Man empfindet Hass und möchte diesen bestätigt wissen. Der Diskurs weicht einer identitären Bewegung, einer Art Subkultur innerhalb einer Subkultur. Der Soziologe Christian Wegner erkannte schon 2006 in seiner hochinteressanten Star Trek-Fankulturenanaylse, dass Fans dazu neigen, Normalitätserwartungen zu definieren und so dazu beizutragen, „feingesponnene Trennlinien in der Welt des Sozialen zu erzeugen, in dem sie fraglos unterstellen, was man wie zu verstehen und zu tun hat.“

Diese Einschätzung trifft nicht nur zu, sie tritt potenziert und massiert auf. Die von Gene Roddenberry für das Franchise ersonnenen Werte spielen in diesem Kontext keine Rolle mehr. Andrew Copson brachte es in seiner Einführung für das Buch Neue Welten. Star Trek als humanistische Utopie auf den Punkt, als er schrieb, dass Gene Roddenberry ein überzeugter Humanist gewesen sei, und das Star Trek die Werte seines Schöpfers widerspiegelt.

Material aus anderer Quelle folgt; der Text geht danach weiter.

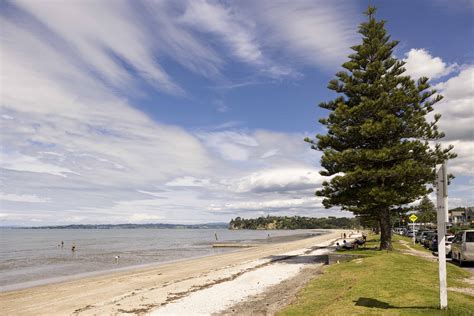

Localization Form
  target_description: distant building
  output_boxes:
[448,207,474,225]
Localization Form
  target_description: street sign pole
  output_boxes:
[436,162,448,309]
[409,214,418,244]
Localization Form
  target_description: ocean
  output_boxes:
[0,229,322,292]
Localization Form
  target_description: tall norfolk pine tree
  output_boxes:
[305,7,456,249]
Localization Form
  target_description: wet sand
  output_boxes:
[0,230,341,315]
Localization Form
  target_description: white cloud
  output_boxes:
[12,0,182,93]
[434,65,474,177]
[0,192,51,203]
[181,0,264,65]
[0,153,78,177]
[240,0,361,68]
[235,168,323,192]
[404,48,458,80]
[165,176,210,187]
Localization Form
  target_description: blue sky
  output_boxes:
[0,0,474,225]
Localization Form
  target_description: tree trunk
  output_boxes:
[379,209,392,250]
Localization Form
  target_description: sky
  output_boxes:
[0,0,474,226]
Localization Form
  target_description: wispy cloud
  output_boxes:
[404,48,459,80]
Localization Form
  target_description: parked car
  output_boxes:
[445,235,454,258]
[415,230,428,243]
[423,232,437,248]
[428,234,438,252]
[419,230,433,245]
[393,227,405,235]
[451,229,474,266]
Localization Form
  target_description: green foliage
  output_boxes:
[229,216,359,229]
[277,236,474,316]
[305,7,456,249]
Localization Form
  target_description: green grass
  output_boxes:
[279,236,474,315]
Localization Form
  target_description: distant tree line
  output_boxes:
[229,216,359,229]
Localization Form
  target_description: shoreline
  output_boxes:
[0,229,324,293]
[0,230,342,315]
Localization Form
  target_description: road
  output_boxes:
[446,259,474,275]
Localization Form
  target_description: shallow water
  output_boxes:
[0,229,320,291]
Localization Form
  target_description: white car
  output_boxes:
[451,229,474,266]
[445,235,454,257]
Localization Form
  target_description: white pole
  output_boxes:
[436,162,448,309]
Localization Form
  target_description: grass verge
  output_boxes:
[278,236,474,315]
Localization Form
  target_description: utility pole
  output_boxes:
[436,162,448,309]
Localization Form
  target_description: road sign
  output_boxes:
[436,162,448,309]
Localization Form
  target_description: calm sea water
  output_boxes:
[0,229,321,291]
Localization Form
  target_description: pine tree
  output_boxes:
[305,7,456,249]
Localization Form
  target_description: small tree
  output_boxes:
[305,7,455,249]
[416,196,437,224]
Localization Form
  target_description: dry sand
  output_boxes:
[0,230,348,315]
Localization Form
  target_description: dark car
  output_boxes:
[428,234,438,251]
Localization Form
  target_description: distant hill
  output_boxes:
[229,216,359,229]
[16,223,228,229]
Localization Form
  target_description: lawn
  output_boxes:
[278,236,474,315]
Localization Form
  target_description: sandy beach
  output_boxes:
[0,230,348,315]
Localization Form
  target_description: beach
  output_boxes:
[0,230,341,315]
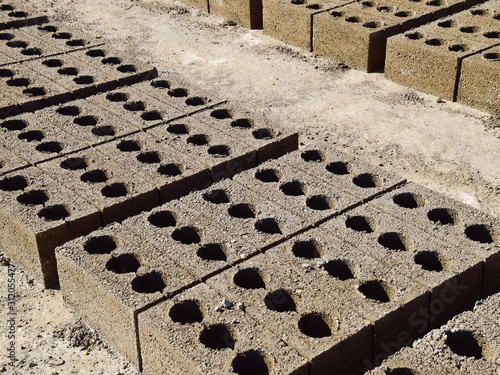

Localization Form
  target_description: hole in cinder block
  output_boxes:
[56,105,80,116]
[83,235,117,254]
[59,157,88,171]
[0,175,28,191]
[280,180,307,197]
[264,289,297,312]
[38,204,70,221]
[186,134,208,146]
[358,280,395,303]
[17,190,49,206]
[116,140,141,152]
[136,151,161,164]
[306,195,335,211]
[202,189,229,204]
[156,163,185,177]
[73,116,98,126]
[106,254,141,273]
[200,324,236,350]
[292,239,324,259]
[345,216,376,233]
[17,130,45,142]
[231,352,272,375]
[413,251,444,272]
[378,232,409,251]
[196,243,227,262]
[227,203,255,219]
[427,208,459,225]
[210,109,233,120]
[101,182,128,198]
[392,193,425,209]
[254,218,282,234]
[80,169,109,184]
[323,259,359,281]
[352,173,381,188]
[172,227,201,245]
[106,92,130,102]
[465,224,496,243]
[233,267,269,289]
[298,313,332,338]
[35,141,63,154]
[0,120,28,131]
[132,271,166,294]
[168,299,205,325]
[148,211,177,228]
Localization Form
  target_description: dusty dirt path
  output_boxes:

„Die Mannschaften der Sternenflotte wertschätzen Zusammenarbeit und Liberalität, Gleichheit und die Würde des Lebens.“ Zusammenarbeit. Liberalität. Gleichheit. Würde. Das ist die Basis von Star Trek, eine Basis die in einer Fankultur immer mehr verloren geht, die sie eigentlich hochhalten sollte.